I smirk. “Wouldn’t you like to know.”
He shrugs, unconcerned, and goes back to his scribbles. That’s Miles: no prying, just waiting until the music tells the truth.
I stare at the page a moment longer, then mutter, “Fuck it.” I toss the pen down, pull my laptop onto my knees, and open the ticket site for tomorrow night’s basketball game.
Prices are steep, but I don’t care. I click through the seats until I find one that won’t kill my bank account.
Confirmation email pings my inbox. Done.
I lean back in the chair, grinning to myself. Guess I’m a basketball fan now.
The clock on the wall snaps me out of it. Shit. I’ve lost track of time. My shift at the coffee shop starts in fifteen.
“Later,” I call to Miles, already grabbing my bag again.
“Don’t forget to write it down before it fades,” he says without looking up.
I wave him off and bolt.
The coffee shop sits just outside campus, on the corner where the traffic never really stops.
The neon sign buzzes faintly above the door, a chipped coffee cup glowing against the early December dark.
Inside, the place is humming. It always is this time of year—finals creeping up, students mainlining caffeine like it’s the only thing keeping them alive.
Every table’s full, laptops open, highlighters bleeding neon yellow across thick textbooks.
The hiss of the espresso machine mixes with voices rising and falling, laughter cutting sharp against the low thrum of lo-fi music piped through old speakers.
I slide behind the counter, apron already slung over my head, and fall into rhythm.
Grind, tamp, pull the shot. Steam screaming against milk, the metallic squeal softened by years of background noise.

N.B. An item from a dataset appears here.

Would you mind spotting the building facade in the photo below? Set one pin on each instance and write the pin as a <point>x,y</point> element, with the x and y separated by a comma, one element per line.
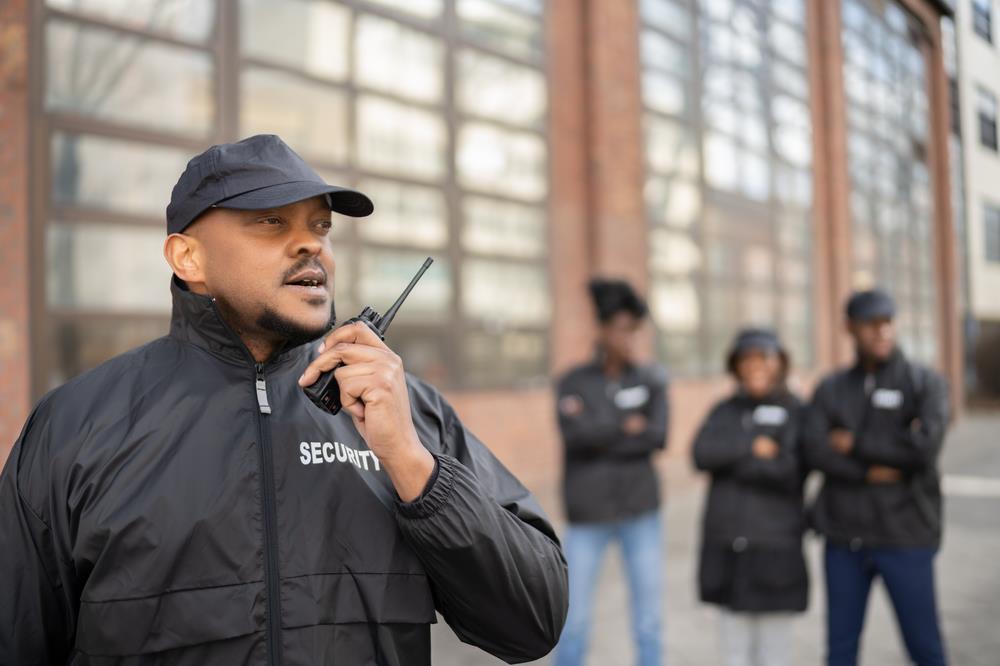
<point>741,161</point>
<point>978,84</point>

It’s muscle memory now. Coffee-making is like playing scales: boring, repetitive, but it gets you where you need to be.
Before Monday, this was all I saw. Customers, cups, names scribbled in Sharpie.
Noise. I never paid attention to who came through—faces blurred into one long line, voices I tuned out while I counted tips in my head.
But now? Now I catch myself looking up when the bell above the door jingles, heart jerking like I’ve been plugged into an amp.
And then it happens. A cluster of jocks pile in, laughing too loud, shoulders jostling, presence filling the café like they own it.
They’re impossible not to notice. Big, tall, confident in that easy way.
Basketball players—I recognize them now, thanks to late-night Google spirals and highlight reels.
Awareness thumps hard in my chest. My hand stills on the portafilter, just for a second.
What if he’s with them?
I keep my head down, pretending to fuss with the machine, heart climbing my ribs. It’s stupid, but I hold my breath. Like I’ll hear him before I see him, his voice cutting through the chatter.
But when I glance up, he’s not there.